Tech leaders know there’s no shortage of project management systems, processes and programs out there—so many that a newcomer to the tech field can feel overwhelmed. While a new tech leader can use trial and error to eventually work through all the pros and cons of systems and processes and pin down what’s right for their organization, a smoother, faster path would be to turn to experienced tech leaders for their insights.
Members of Forbes Technology Council were asked to share the #topprojectmanagementtips new tech leaders should remember:
☆ Know that modern project management tools are much more collaborative
Project management is not what it used to be. Remember the old PMI? The principles are still useful, but today teams are empowered with agile delivery that’s iterative and client-centric. For these reasons, modern tools have way more collaboration in them. Think of Atlassian, Slack, Monday.com, Asana, etc.
☆ Automate tedious tasks
Small steps—such as reassigning a project or flagging it for review—can start to eat away at your productivity. With the right project management tools, the simple stuff is handled for you. Take robotic process automation, for example. By automating level-zero tasks with RPA, you will have more time to focus on the most important components of any given project.
☆ Realize that one size does not fit all
There is only one universal truth: One size does not fit all! It is key to know the team well and know what stakeholders’ needs, motivations and challenges are. Trying to make the team and stakeholders fit into existing project management tools and processes is the opposite of what you should be doing. Listen, observe and adapt your leadership strategy to bring out the best in your team.
☆ Look for easy information-sharing features
Information sharing and having a single reliable system of record where everyone can share up-to-date information are key. Make sure that when projects are delayed you are transparent about it as soon as possible.
☆ Assign each task a priority
You’ll always have more on your plate than you can finish—especially if you are working in a startup environment. If you randomly pick up tasks you’ll end up spending resources on something that will rarely be used while projects with a better ROI are kept waiting in the queue. As a bonus, the prioritizing process helps you understand on a broader level what impacts the bottom line.
☆ Remember that project management is all about people
Remember that project management is not about the project or the work—it’s about the people. Communicating effectively to ensure everyone understands the vision, identifies the right steps to take and coordinates their daily work is the most important part of an effective project. So focus first on the individuals who comprise the team, followed by the nuts and bolts of the project.

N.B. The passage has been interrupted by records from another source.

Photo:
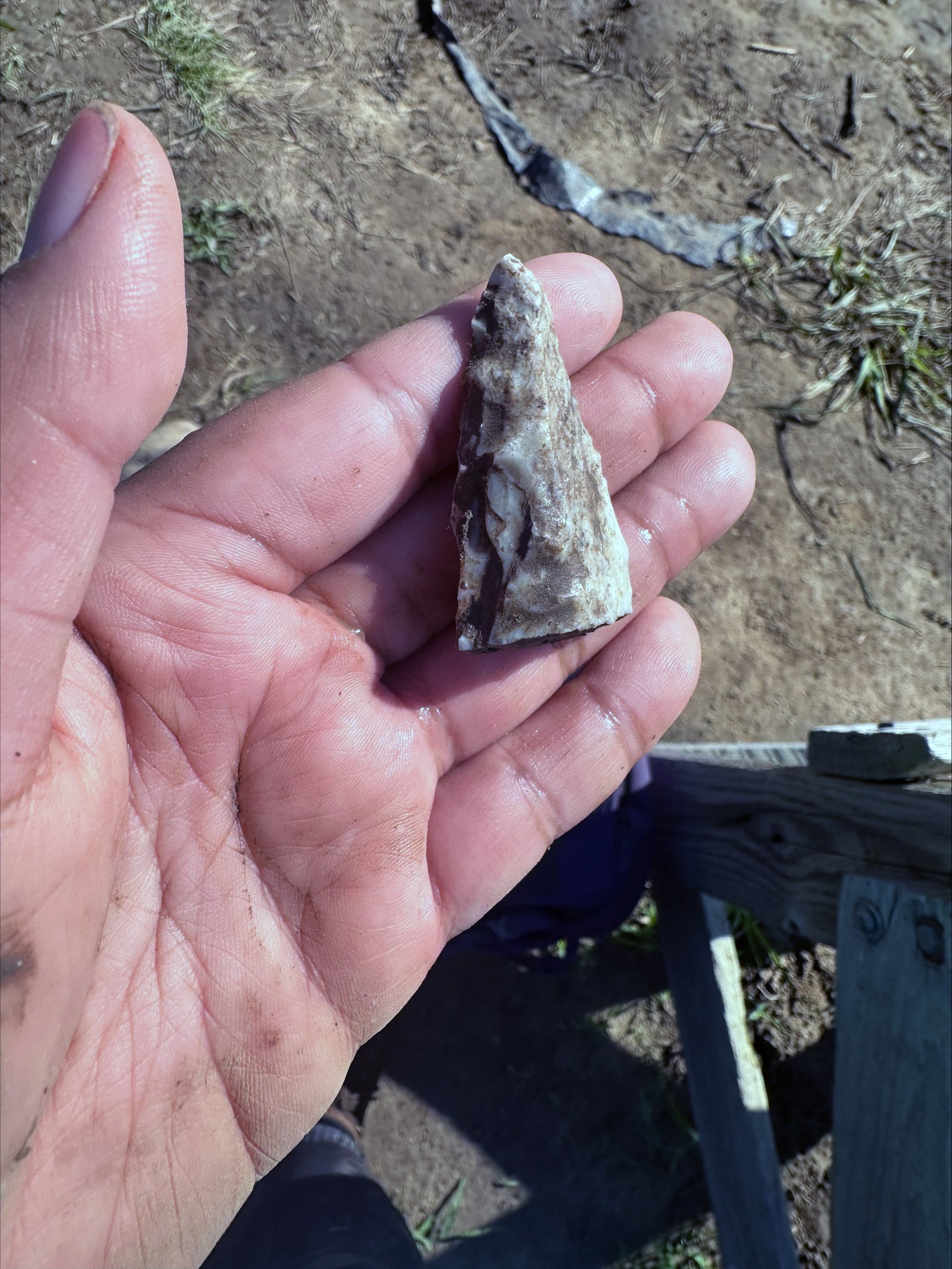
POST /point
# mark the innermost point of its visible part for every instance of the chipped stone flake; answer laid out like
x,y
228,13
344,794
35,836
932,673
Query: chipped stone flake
x,y
541,552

☆ Understand what your organization is capable of
Especially for tech projects, there are three main categories/styles of execution: waterfall, agile and continuous delivery (Kanban). It’s important to understand what your organization is capable of. Getting everyone on the same page on the culture and style you choose and ensuring they understand the expectations required to deliver in that PM method is most important.
☆ Set clear expectations
It is critical to communicate clearly with your colleagues when starting a new project. This allows for the project to flow smoothly since everybody involved will have a good understanding of expected outcomes, project stages and potential issues. In addition, you also need to be able to prioritize initiatives at different stages to ensure the project is on schedule to achieve the desired outcome.
☆ Go back to the basics
Successful project management focuses on mitigating risk, managing the budget, tracking the schedule and closing decisions and actions. This cuts down on the “noise” and keeps the project manager and the project team focused on what truly matters: delivering the project on time, on budget and with full scope.
☆ Don’t skip the retrospectives
A technique that is often skipped in project management is running a so-called retrospective meeting once a big project is over. This is an effective method to analyze and find better, more efficient ways to work with your team, approach tasks, make reviews and become more prepared for your next project.
☆ Stay in communication and be available
Stay in touch and up to date as much as possible. This is especially important in the age of remote work, when we might have difficulties reaching out and connecting. Being available as much as possible, as well as being able to sync with your tech team at any given time, will ensure that your project runs smoothly no matter the breaches in communication.
☆ Hold weekly meetings
Weekly meetings are absolutely essential to project management. You have to make sure everyone is on the same page if you want to ensure a smooth ride to the finish line. Assign your team tasks and get weekly updates so you can see where everyone stands and make adjustments as needed.
☆ Learn how to manage up
The most effective people are experts at continuous prioritization. New tech leaders need to learn how to manage up and, most essentially, constantly communicate their priorities to their manager. Successful people are rarely superhuman; instead, they’ve worked hard to develop a good sense of scope, scope creep and strategic prioritization.
☆ Maintain a single source of information
Make sure all your departments are sharing a single source of information. For example, if engineering is set to release on X date, marketing should be aware of this from reading the engineering briefs. Try not to have different documents containing the same information spread across various departments. Instead, create a project management wiki that all departments can access easily.